The current population is around 1,000.

==Economy==
Municipal taxes in 1999 amounted to €407,000 (converted), of which net business taxes amounted to €13,000.

== Governance==

Since March 2008 Wolfgang Blum (SPD/UAB) has been the mayor. He replaced Walter Sachs (CDU).

=== Coat of arms ===
The community's arms might be described thus: Quartered, first dancetty of three gules and argent, second barry of eight Or and of the first, third bendy of five of the first and third, fourth of the second a fess of the third paly wavy of three of the first.

Four historic coats of arms are marshalled on this escutcheon, each one representing a former overlord. The arms once borne by the Prince-Bishops of Würzburg appear on the dexter (armsbearer's right, viewer's left) side in chief (that is, in the upper row). Next to this are the arms of the Counts of Rieneck.
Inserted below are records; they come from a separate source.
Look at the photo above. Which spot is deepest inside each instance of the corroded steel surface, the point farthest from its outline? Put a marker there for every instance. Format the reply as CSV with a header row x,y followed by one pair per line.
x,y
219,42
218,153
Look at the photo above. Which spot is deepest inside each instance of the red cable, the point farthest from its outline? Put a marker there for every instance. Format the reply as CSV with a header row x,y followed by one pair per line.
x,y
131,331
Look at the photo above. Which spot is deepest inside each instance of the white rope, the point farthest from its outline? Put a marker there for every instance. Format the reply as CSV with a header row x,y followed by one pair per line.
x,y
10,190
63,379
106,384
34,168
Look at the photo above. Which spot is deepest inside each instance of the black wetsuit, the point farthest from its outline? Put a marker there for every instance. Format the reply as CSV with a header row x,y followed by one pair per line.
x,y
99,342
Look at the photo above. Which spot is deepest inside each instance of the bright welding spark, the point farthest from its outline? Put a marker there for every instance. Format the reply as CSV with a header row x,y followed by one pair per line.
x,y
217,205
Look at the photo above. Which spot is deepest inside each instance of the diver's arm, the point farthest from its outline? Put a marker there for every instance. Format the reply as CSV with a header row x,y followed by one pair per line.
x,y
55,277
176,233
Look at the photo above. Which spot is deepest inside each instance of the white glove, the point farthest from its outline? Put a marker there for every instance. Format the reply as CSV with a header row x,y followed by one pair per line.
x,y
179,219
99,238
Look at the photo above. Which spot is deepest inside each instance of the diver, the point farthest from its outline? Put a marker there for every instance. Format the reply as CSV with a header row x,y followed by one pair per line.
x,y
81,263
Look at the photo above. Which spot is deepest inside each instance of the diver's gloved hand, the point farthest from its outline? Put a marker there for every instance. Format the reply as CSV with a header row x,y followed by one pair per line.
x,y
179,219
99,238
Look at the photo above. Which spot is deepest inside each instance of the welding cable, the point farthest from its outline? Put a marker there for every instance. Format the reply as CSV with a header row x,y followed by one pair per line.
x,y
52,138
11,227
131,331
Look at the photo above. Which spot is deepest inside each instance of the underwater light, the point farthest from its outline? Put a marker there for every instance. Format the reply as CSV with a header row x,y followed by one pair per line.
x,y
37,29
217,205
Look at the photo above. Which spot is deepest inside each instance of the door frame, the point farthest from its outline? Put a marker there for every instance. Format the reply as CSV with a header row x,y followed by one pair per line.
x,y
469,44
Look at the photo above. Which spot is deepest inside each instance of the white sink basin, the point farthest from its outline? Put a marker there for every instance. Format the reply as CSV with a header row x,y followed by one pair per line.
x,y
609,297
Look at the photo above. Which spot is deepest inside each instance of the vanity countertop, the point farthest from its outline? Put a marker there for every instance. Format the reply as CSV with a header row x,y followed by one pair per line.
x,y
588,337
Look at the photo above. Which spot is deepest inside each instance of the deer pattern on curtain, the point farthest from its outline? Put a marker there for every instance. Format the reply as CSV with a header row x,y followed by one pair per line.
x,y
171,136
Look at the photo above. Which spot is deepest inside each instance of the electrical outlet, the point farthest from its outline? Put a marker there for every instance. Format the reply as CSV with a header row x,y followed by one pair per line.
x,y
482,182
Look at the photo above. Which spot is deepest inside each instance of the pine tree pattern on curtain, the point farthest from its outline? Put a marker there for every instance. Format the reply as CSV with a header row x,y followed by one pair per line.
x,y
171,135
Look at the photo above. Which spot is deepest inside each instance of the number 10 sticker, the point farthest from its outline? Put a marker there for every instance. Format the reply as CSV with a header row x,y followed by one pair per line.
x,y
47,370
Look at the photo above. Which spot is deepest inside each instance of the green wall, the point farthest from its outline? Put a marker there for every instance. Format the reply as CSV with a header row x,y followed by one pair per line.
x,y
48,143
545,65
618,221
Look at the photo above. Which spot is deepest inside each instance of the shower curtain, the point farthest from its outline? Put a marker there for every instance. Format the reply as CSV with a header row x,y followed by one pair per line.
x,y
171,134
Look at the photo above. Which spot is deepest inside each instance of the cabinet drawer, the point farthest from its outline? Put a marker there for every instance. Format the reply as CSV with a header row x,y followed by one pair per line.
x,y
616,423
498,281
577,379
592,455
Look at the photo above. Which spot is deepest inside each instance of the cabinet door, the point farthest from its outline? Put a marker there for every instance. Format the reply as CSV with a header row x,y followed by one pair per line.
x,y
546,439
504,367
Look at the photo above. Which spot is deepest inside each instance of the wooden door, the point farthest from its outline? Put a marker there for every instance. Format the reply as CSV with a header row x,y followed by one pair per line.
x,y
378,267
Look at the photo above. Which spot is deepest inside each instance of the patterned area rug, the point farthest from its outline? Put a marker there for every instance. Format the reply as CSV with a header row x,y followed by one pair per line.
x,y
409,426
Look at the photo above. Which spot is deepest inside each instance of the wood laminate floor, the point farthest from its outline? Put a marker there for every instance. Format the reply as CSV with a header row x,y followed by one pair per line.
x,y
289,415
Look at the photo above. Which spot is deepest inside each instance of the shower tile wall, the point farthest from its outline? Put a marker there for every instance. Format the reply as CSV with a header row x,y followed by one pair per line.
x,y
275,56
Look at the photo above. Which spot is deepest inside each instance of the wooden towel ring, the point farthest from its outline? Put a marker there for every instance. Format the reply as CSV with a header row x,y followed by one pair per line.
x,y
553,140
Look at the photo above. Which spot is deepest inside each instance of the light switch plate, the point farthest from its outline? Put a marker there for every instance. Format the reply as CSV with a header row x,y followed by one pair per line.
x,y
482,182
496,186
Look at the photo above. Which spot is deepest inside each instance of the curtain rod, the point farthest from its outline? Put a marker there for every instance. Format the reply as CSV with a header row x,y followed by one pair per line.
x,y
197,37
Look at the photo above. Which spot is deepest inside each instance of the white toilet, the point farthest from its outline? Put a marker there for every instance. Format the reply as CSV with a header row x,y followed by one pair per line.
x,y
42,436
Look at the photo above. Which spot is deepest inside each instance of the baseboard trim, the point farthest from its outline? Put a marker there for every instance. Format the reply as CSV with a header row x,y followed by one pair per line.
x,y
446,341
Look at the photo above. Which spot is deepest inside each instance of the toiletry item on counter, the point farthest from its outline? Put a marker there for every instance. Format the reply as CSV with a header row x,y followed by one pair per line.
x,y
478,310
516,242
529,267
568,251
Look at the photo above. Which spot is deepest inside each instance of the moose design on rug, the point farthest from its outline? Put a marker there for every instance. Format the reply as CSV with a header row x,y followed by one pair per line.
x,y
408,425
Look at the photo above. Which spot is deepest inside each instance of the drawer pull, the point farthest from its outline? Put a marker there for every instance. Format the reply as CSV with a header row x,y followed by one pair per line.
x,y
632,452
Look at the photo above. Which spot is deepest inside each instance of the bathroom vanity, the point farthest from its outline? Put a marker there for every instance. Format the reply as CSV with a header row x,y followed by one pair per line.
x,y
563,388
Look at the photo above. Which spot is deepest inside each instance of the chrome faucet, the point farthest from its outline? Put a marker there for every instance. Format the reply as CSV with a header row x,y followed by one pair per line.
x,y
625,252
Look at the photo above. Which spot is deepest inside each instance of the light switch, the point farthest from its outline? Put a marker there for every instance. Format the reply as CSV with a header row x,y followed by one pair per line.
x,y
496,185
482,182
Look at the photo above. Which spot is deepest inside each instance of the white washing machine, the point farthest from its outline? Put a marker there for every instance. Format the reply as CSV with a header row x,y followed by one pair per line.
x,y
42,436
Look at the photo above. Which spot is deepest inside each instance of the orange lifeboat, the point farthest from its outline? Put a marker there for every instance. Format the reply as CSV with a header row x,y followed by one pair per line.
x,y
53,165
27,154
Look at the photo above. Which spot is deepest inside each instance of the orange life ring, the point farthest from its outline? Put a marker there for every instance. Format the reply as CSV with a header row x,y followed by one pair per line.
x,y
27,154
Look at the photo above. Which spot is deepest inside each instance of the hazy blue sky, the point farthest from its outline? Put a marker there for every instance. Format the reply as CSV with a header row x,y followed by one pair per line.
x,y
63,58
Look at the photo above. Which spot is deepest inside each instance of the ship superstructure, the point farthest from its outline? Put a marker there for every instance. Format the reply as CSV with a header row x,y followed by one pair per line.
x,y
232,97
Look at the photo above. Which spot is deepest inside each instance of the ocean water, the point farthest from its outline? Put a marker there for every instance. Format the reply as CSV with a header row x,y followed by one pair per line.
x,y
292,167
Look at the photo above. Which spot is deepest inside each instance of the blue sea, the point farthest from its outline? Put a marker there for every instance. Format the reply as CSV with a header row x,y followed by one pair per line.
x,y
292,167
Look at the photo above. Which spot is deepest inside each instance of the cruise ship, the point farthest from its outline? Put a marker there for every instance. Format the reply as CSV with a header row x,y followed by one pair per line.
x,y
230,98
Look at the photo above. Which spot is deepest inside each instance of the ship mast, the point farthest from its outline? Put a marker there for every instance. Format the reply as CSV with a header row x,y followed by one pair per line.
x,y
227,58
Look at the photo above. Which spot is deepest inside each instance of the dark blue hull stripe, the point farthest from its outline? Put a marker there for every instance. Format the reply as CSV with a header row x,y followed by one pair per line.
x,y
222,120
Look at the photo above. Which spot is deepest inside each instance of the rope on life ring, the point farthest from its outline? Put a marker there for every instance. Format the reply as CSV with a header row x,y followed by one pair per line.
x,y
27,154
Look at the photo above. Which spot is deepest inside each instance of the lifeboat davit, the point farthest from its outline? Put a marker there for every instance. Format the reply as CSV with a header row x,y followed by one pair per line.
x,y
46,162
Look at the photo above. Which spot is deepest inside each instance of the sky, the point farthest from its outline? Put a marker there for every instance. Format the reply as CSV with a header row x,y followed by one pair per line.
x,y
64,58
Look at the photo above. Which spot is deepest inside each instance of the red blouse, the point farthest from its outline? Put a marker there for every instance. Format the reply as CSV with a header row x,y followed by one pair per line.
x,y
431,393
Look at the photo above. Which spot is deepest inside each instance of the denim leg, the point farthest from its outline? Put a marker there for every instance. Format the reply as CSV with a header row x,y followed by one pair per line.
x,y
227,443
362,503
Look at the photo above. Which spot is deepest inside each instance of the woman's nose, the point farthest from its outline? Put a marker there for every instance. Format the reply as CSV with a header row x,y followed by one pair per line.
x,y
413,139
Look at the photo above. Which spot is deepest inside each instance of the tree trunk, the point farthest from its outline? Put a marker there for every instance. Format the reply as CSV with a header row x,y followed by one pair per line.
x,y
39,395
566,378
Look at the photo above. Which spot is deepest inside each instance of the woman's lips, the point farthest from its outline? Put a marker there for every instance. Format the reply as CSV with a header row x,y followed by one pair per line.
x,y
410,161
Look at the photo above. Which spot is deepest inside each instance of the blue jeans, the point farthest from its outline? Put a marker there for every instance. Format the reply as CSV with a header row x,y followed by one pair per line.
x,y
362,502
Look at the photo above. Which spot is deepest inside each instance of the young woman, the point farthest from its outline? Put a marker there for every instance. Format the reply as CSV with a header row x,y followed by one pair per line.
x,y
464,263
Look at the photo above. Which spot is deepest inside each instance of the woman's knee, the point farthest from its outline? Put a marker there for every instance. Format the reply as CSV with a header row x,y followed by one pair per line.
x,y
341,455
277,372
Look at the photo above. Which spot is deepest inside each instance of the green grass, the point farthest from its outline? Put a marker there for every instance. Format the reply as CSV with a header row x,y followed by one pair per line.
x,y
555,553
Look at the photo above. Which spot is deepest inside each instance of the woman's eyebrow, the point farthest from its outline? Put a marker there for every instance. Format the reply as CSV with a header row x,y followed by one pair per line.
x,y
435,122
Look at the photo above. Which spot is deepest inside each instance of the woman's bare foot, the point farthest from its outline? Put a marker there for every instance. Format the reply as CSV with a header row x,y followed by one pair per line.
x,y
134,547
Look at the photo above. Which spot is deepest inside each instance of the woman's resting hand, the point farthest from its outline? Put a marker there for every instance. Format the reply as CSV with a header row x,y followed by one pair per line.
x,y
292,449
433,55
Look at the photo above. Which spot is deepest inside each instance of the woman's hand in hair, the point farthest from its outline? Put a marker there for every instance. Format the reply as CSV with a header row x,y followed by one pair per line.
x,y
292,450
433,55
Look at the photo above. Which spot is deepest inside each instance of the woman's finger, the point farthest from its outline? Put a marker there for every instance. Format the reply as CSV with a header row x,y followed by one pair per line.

On the dexter side in base (lower row) are those once borne by the Barons of Hutten, and beside this those borne by the Barons of Thüngen.

== Arts and culture==

=== Buildings ===
The community's appearance is dominated by the Catholic Kuratienkirche zu den Sieben Schmerzen Mariens (Church of Our Lady of the Seven Sorrows).

The former castle (Schloss, originally a hunting lodge for the Prince-Bishops of Würzburg) nowadays houses Aura's primary school.

The former parish church St. Erasmus (13th century, Gothic) now serves as cemetery chapel.